A subspace $Y$ of a Banach space $X$ is complete iff the set $Y$ is closed in $X$.

Question

A subspace $Y$ of a Banach space $X$ is complete iff the set $Y$ is closed in $X$.

Proof:⇒) If $x\in\mathrm{cl}(Y)$ there exists a sequence $x_ n$ in Y which converges to x and as a consquence is a Cauchy sequence (in $X$ and $Y$). But Y is complete, so xn converges in Y to a point $x′$. According to the uniqueness of the limit, $x=x′\in Y$. That is, $cl(Y)\subset Y$ and hence, $Y$ is closed.

⇐) Let $x_n$ be a Cauchy sequence in $Y$. The limit $x$ of $x_n$ exists in $X$ because $X$ is complete. As $Y$ is complete, contains all its limit points, so $x\in Y$ and so, $Y$ is complete.

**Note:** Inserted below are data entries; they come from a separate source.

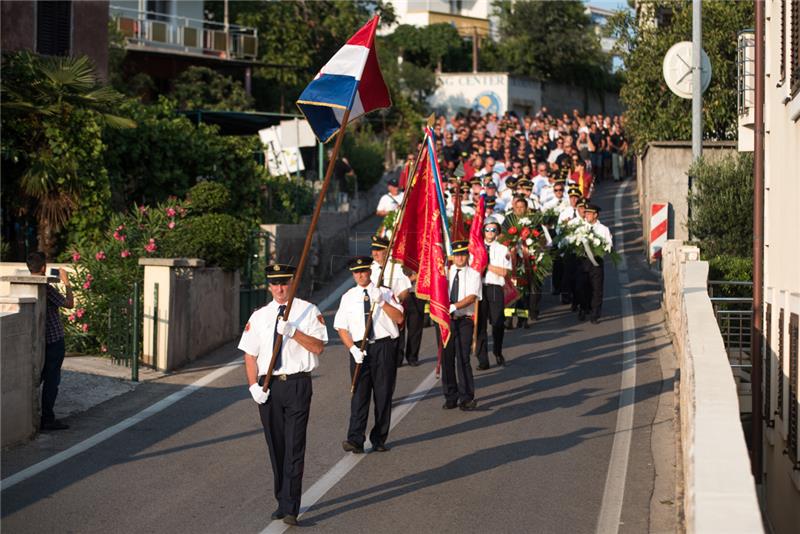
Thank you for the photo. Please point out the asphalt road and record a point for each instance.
(533, 458)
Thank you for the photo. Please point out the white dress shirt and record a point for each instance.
(499, 257)
(350, 315)
(260, 331)
(389, 202)
(469, 283)
(399, 281)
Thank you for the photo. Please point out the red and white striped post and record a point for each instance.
(659, 226)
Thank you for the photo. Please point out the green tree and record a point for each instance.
(653, 111)
(204, 88)
(549, 41)
(54, 112)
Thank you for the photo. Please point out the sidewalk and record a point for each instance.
(87, 381)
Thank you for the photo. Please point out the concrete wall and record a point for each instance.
(719, 489)
(21, 360)
(662, 177)
(197, 310)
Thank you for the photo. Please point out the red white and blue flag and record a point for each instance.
(351, 79)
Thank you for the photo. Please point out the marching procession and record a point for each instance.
(469, 236)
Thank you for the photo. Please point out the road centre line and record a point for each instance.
(614, 491)
(153, 409)
(350, 460)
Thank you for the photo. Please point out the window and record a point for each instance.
(794, 427)
(53, 27)
(794, 47)
(779, 400)
(770, 422)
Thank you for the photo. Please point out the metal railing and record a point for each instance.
(745, 71)
(184, 34)
(733, 309)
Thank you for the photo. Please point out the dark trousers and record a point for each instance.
(414, 312)
(558, 274)
(285, 417)
(51, 377)
(376, 379)
(457, 382)
(490, 311)
(590, 286)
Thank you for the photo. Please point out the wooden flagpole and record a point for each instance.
(397, 222)
(307, 246)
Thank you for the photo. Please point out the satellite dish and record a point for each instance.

It may be obvious but i'm not getting Why $x_n$ is a cauchy sequence??

Answer 1

This is basic metric space theory. Suppose $x_n\to x$. Given $\varepsilon>0$ there is some $N\in\mathbb N$ such that $\|x_n-x\|<\varepsilon/2$ for $n\geq N$. Then for $n,m\geq N$ we have $$\|x_n-x_m\|\leq\|x_n-x\|+\|x-x_m\|<\varepsilon.$$ Therefore the sequence $(x_n)$ is Cauchy.